If I preapply Chip Quik, I can usually use the 600F setting for a
minute or two to loosen a chip. I've successfully done this on chips
as large as 208 pin QFPs.
Jeff, unless the thermostat on your heat gun is faulty, you should be able
to go much lower than 600F, shouldn't you? 60/40 solder flows at about
370F.
You would think so, wouldn't you? As I recall, I tried lower
temperatures first and it just took too long for the solder to
loosen. My back of a beer soaked envelope explanation would be that
the heat is conducting away at some rate and so one needs a higher
temperature source than the target temperature.

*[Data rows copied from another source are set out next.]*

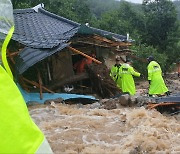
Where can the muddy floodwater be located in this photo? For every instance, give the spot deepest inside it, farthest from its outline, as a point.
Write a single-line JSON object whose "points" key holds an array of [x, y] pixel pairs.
{"points": [[79, 129]]}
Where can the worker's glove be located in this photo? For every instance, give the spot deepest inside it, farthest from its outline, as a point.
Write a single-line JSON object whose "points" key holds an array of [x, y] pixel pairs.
{"points": [[142, 76]]}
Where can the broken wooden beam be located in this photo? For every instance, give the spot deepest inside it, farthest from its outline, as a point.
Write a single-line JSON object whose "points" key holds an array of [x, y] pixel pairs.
{"points": [[69, 80], [85, 55], [37, 85]]}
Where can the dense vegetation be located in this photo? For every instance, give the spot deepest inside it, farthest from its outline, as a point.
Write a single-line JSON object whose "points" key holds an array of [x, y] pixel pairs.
{"points": [[154, 25]]}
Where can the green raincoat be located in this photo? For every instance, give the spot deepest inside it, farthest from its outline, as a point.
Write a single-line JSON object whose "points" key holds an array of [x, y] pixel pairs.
{"points": [[157, 85], [126, 73], [115, 74], [18, 133]]}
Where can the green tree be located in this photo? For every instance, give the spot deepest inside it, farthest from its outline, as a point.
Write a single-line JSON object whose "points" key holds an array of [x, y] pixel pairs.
{"points": [[123, 20], [160, 21]]}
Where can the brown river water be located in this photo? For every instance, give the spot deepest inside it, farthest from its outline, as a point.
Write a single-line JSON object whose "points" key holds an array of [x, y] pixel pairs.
{"points": [[79, 129]]}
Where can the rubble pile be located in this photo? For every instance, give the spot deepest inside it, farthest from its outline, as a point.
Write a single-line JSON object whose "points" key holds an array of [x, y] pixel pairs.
{"points": [[102, 83]]}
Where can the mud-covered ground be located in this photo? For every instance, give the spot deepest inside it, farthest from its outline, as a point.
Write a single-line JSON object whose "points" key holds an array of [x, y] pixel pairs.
{"points": [[91, 129]]}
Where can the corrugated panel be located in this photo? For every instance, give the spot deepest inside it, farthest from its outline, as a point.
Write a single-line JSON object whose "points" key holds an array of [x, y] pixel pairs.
{"points": [[41, 29], [30, 56]]}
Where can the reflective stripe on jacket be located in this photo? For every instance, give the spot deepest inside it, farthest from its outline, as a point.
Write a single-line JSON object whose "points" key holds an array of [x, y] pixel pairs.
{"points": [[126, 72], [157, 85], [115, 74]]}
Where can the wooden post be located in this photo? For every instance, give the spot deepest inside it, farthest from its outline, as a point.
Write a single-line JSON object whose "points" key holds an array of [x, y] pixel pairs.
{"points": [[40, 85]]}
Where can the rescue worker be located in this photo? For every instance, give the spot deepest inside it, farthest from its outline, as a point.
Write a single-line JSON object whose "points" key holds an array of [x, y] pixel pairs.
{"points": [[178, 68], [156, 82], [127, 72], [114, 73]]}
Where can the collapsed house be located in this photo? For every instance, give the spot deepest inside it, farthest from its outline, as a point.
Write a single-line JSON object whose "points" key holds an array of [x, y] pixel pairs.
{"points": [[46, 48]]}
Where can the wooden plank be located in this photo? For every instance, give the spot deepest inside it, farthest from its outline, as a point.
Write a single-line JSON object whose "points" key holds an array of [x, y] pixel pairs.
{"points": [[69, 80], [85, 55], [36, 84]]}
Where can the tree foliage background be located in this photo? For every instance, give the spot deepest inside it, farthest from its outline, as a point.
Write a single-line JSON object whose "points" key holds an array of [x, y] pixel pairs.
{"points": [[154, 24]]}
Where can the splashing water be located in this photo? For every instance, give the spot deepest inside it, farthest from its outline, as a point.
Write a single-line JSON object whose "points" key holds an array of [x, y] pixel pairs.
{"points": [[70, 129]]}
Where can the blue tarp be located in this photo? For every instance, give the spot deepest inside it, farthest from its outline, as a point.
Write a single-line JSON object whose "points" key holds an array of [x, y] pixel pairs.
{"points": [[35, 97]]}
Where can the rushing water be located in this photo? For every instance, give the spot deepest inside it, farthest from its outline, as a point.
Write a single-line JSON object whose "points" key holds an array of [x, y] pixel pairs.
{"points": [[79, 129]]}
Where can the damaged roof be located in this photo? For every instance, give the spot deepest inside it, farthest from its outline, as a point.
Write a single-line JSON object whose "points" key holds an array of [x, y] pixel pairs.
{"points": [[44, 33]]}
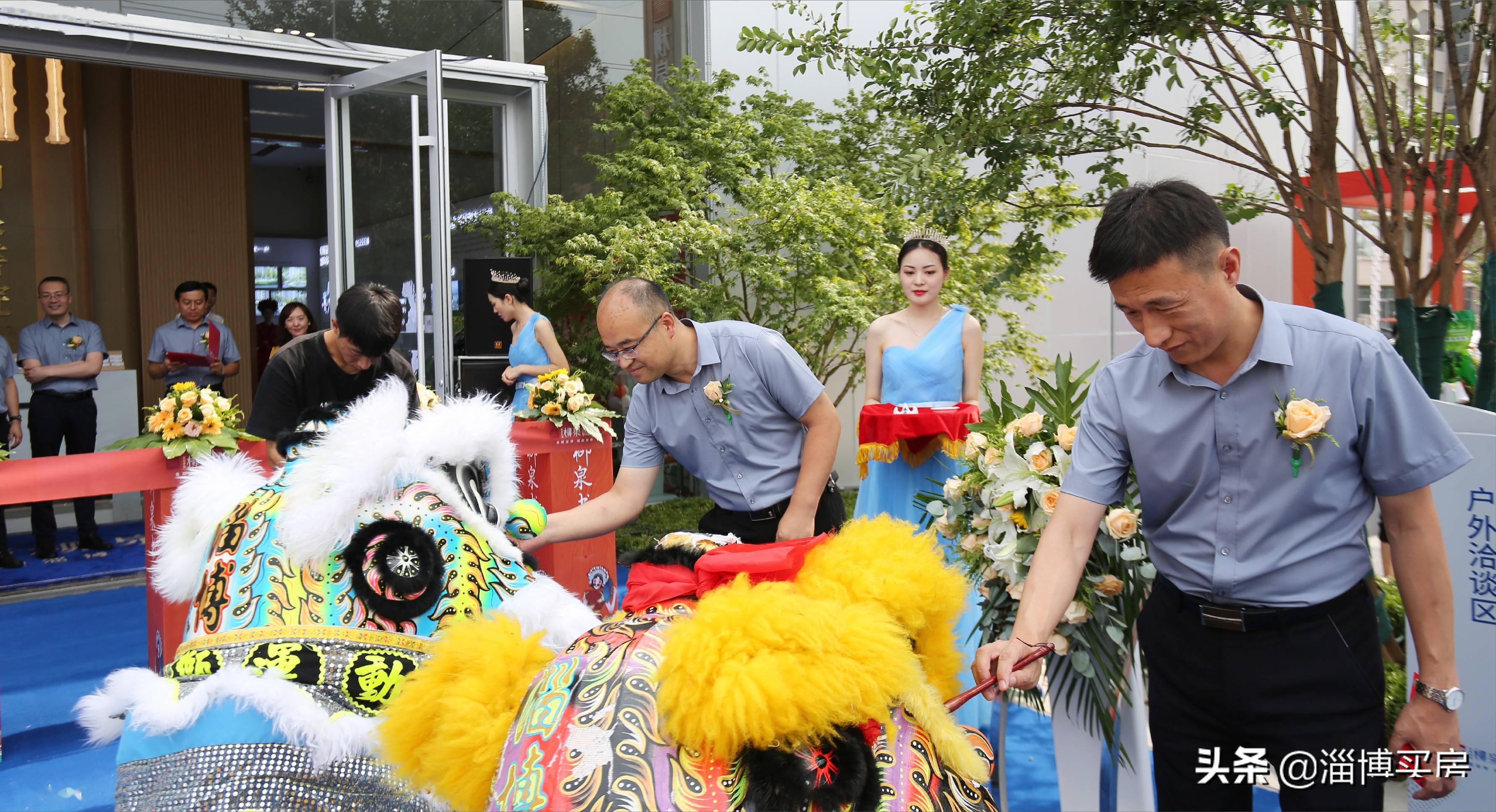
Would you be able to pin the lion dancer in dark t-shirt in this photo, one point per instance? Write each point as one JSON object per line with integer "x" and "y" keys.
{"x": 337, "y": 366}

But beats me. The
600F setting is the one that gets the chips loose in about 2 minutes.
The heat gun could be poorly calibrated. It was inexpensive but gets
the job done.
Interestingly, if I'm doing a bunch of boards, e.g. pulling the flash
off of cheap ATA-66 cards, after the first card the following ones go
faster. Either the heat gun takes a while to reach its set
temperature, or my work area gets hot and helps the boards along or
something. I use a 1/16" sheet of sheet metal as a work surface. I
figure it's anti-static protection and fairly impervious to
mechanical, chemical and thermal insult.
It seems to me that I've also seen special
desoldering rigs that use hot
air and a special nozzle to better focus the airstream.
I've heard of those, but they seem to cost multiple hundreds of
dollars. I like the < $40 heat gun + modeling clay solution.
That's a little bit of hyperbole as I also have dental picks and the
Chip Quik set for the big chips and a nice bottle of resin. With
those and a 15W and a 40W soldering pencil I manage.
Thanks for the tip on Chip Quik; from the MSDS, it
appears to be a
Tin-Indium alloy.
I thought there was bismuth involved but the memory is moldy. It
melts/mixes in with the existing solder and lowers the melting point.
That's the point behind the stuff. It's fairly expensive, but very
little of it is needed per desoldered chip. And four beads of the
stuff makes the big QFPs come off soooo much easier.